Second, safety. Tracking patients’ every move in real time means that the study sponsor might suddenly be struck by information that the study participant is experiencing a serious adverse event, e.g. a heart attack. “Hopefully they end up in an emergency room without your intervention,” de Vries said. “But what you’ll find is that in the world of these devices, there are more proactive ways of monitoring patients, and getting appropriate interventions to them on time.” He further added that the regulations are ‘crystal clear’ on what to do when adverse events occur, and technology makes it easier to respond appropriately once something is taking place.
Third, regulations. Although many people within the industry quote regulations as the reason not to innovate, de Vries believes that pharma is uniquely qualified to develop new ideas in a highly constrained environment. “The regulations are there for a very important reason,” he said. “But if there is an industry in the world that can [develop algorithms] in a regulated environment, that’s pharma. We are uniquely qualified as an industry to deal with that.”

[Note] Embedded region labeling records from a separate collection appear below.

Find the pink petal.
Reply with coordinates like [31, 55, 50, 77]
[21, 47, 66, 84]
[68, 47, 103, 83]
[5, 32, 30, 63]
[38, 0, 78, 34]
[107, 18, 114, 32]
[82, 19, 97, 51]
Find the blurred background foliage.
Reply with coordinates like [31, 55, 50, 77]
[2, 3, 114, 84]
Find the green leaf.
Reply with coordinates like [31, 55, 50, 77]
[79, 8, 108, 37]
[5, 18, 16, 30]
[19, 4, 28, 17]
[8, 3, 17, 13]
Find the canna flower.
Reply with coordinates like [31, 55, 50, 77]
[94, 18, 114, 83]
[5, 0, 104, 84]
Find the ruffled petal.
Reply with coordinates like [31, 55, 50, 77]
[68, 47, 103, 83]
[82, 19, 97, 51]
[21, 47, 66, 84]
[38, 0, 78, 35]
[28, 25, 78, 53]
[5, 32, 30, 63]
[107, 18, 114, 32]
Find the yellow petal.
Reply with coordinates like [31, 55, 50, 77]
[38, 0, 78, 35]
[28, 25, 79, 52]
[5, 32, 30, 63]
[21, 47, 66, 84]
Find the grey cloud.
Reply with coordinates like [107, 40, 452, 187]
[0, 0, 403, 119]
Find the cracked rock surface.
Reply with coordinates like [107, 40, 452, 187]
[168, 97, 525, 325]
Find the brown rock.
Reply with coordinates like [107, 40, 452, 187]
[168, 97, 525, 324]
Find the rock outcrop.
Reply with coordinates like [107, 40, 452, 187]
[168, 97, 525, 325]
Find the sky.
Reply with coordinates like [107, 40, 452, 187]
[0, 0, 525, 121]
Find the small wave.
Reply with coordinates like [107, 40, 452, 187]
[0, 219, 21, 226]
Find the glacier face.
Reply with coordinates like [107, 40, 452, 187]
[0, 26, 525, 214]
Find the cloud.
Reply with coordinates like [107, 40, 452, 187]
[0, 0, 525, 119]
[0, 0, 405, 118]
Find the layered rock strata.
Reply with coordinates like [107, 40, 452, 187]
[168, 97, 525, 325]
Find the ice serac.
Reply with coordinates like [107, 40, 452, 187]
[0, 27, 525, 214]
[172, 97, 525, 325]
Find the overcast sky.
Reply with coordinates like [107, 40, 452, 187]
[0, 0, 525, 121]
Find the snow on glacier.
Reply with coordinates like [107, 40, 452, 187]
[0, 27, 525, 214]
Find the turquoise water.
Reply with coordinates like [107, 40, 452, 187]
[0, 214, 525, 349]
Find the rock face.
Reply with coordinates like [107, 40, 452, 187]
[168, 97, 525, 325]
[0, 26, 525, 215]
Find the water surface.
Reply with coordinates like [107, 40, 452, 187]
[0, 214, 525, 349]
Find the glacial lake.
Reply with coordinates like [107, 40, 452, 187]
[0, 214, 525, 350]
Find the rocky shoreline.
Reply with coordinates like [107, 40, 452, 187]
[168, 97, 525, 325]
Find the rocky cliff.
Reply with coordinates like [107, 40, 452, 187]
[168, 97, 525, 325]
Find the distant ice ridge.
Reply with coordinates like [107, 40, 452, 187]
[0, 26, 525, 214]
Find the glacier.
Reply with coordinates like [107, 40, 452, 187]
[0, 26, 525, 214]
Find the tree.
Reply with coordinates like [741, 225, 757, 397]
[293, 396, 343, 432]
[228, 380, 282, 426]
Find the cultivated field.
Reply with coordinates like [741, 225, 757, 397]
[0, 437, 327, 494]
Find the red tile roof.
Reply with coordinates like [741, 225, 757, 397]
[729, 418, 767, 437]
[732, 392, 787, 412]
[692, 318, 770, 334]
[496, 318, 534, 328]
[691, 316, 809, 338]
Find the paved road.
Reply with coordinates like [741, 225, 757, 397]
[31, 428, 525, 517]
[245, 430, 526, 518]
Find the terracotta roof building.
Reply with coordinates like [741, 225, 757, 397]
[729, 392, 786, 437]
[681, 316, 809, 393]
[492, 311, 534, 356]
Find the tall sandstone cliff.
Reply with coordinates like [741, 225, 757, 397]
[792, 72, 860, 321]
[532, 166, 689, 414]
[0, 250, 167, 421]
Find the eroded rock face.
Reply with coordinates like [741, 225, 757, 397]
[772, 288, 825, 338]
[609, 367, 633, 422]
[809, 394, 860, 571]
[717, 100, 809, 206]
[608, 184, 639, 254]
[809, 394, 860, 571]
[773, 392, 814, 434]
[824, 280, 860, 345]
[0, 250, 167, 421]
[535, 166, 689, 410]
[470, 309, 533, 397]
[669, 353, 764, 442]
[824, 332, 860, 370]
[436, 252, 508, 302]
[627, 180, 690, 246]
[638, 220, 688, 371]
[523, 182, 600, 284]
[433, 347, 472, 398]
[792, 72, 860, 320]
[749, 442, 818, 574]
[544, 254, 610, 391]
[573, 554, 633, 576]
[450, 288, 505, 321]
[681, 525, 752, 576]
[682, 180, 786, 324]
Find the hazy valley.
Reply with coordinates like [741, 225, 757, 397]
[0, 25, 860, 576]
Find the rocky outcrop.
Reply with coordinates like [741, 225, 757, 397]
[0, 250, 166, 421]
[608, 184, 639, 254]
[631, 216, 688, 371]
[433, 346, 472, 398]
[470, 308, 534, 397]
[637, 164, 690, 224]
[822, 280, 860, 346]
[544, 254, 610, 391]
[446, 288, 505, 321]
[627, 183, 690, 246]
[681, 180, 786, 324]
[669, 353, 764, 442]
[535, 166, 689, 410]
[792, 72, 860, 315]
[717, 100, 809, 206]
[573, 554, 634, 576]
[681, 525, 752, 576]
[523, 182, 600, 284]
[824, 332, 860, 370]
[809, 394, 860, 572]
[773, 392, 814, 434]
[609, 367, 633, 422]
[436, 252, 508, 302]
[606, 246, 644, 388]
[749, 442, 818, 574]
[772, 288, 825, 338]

Nevertheless, de Vries acknowledges that none of what he suggests is going to be easy. Although technology is a great facilitator of change within healthcare, nothing will happen on its own. “You can’t just slap a wrist monitor on someone and get them to take their medication. There is a spectacular naïveté around how patients interact with data. It’s not true that all they need is information to proactively manage their health. We have to do hard science. We have to collect the data. We have to develop algorithms and feedback loops,” de Vries stressed.
Is Big Data the answer to pharma’s struggles with clinical trials? Certainly, if used responsibly. The experience of Medidata demonstrates that technology and Big Data can incrementally change the industry leading to a revolution in the way clinical trials are conducted. But to get there, the industry needs to tame the technology and develop algorithms and feedback loops that will be meaningful to patients.